安保法案が衆参両院で「強行」採決されたとき、あれほどエラそーに間接民主主義や議会制民主主義を語っていた人は、今はどうしているんだろう?

民意を示すのはデモや世論調査ではなく、唯一選挙による。あくまで選挙で選ばれた代表が、一定時間の議論を経れば(質は関係なく!?)多数決で決める、のが民主主義だと言っていたはずなのに…。

沖縄の「民意」は選挙の結果からして、どう考えても辺野古基地建設に反対でしょう。
「安保法案」をできるだけ前面に出さないよう(「集団的自衛権」という言葉も一切使わず)、争点を景気回復にだけ向けて総選挙に勝った自民党とは違い、名護市長選、沖縄県知事選での争点は、完全に「辺野古」だった。

仲井真前知事の承認を根拠に埋め立て再開を強行するアベ政権。
それって、明らかに選挙で示された「民意」に反し、「民主主義」を逸脱していませんか?

その前知事は、その是非を問うた選挙で完膚無きまでに敗れているのですから。

知事選の投票率は64.13%で前回の60.88%を3.25ポイント上回り、県民の関心の高さがわかる。
翁長氏の得票は投票総数の51.22%を占める圧勝だった。

さらに、あれだけ自公が圧勝した衆議院選でも、沖縄では「全敗」という結果が突きつけられた。

ほぼ住民投票に近いほど争点が一点に絞られたこれらの選挙で、これほど明らかな「民意」が示されているのに、それに沿わない政策が実行されようとしている。
これが、あなた方の言う「民主主義」ですか?


選挙で示された「民意」などとは関係なく、時の権力者は自分のやりたいようにやる。
それどころか、その「民意」を「地域エゴ」とでも言いたげな(さすがにそこまであからさまには言ってませんが、内心はそう思っているに違いないように見える)態度。
その政権を支持する人たちも、自分の都合に合わせて「民主主義」を説くだけ(自分の意見が選挙結果の多数派なら「間接民主主義」を主張し、そうでなければ無視する)。

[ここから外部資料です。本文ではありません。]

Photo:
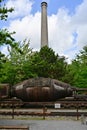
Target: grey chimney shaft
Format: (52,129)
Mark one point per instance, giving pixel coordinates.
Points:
(44,26)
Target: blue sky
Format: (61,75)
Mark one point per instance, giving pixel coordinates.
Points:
(54,5)
(67,24)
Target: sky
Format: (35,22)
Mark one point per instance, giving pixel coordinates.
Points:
(67,24)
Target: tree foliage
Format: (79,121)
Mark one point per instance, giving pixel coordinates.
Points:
(77,71)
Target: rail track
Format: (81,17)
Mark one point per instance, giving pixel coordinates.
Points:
(66,108)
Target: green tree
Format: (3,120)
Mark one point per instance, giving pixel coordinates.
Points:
(13,70)
(77,71)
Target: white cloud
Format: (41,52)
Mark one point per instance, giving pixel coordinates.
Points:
(61,27)
(21,7)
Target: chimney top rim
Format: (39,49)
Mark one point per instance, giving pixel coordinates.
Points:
(44,3)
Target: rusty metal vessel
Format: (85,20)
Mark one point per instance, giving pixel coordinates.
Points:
(41,90)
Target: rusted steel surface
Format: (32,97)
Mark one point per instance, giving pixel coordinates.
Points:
(11,127)
(41,89)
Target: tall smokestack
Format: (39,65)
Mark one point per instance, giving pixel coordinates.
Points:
(44,26)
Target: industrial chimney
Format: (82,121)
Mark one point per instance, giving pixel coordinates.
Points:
(44,26)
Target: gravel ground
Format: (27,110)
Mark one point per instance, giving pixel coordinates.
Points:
(47,124)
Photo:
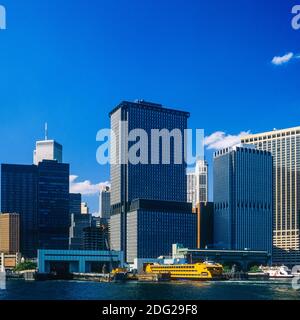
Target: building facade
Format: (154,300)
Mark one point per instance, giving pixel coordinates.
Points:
(96,237)
(285,148)
(197,183)
(75,203)
(19,190)
(53,205)
(40,195)
(104,203)
(150,181)
(78,223)
(243,199)
(9,233)
(153,226)
(205,224)
(47,150)
(84,208)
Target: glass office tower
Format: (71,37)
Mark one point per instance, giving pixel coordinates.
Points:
(53,205)
(19,195)
(243,199)
(153,182)
(285,148)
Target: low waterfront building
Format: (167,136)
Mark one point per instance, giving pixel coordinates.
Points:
(78,261)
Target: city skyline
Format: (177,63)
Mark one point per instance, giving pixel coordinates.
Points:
(195,57)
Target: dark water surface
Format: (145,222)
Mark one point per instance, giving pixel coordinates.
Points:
(74,290)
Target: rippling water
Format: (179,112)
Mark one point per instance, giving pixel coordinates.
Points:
(74,290)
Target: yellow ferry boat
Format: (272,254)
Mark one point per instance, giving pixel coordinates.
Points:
(197,271)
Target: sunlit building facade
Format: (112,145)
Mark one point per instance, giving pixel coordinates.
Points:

今、アベ政権がやろうとしていることにわずかでも理があるならば、「間接民主主義」の視点からどなたか私に説明してくれませんか?


普天間の危険性を除去する唯一の手段」なんてのはダメですよ。そもそも、普天間にいる米海兵隊が日本の安全保障にどの程度貢献しているのか、ただ、基地を閉鎖して出ていってもらう(例えばグアム?)じゃ、なぜダメなのか。そんな「そもそも」論になってしまいます。



あくまで、「国益」と称して「地域の民意に反する政策」を実行するのが「間接民主主義」にかなってるかのかどうか、という論点でお願いします。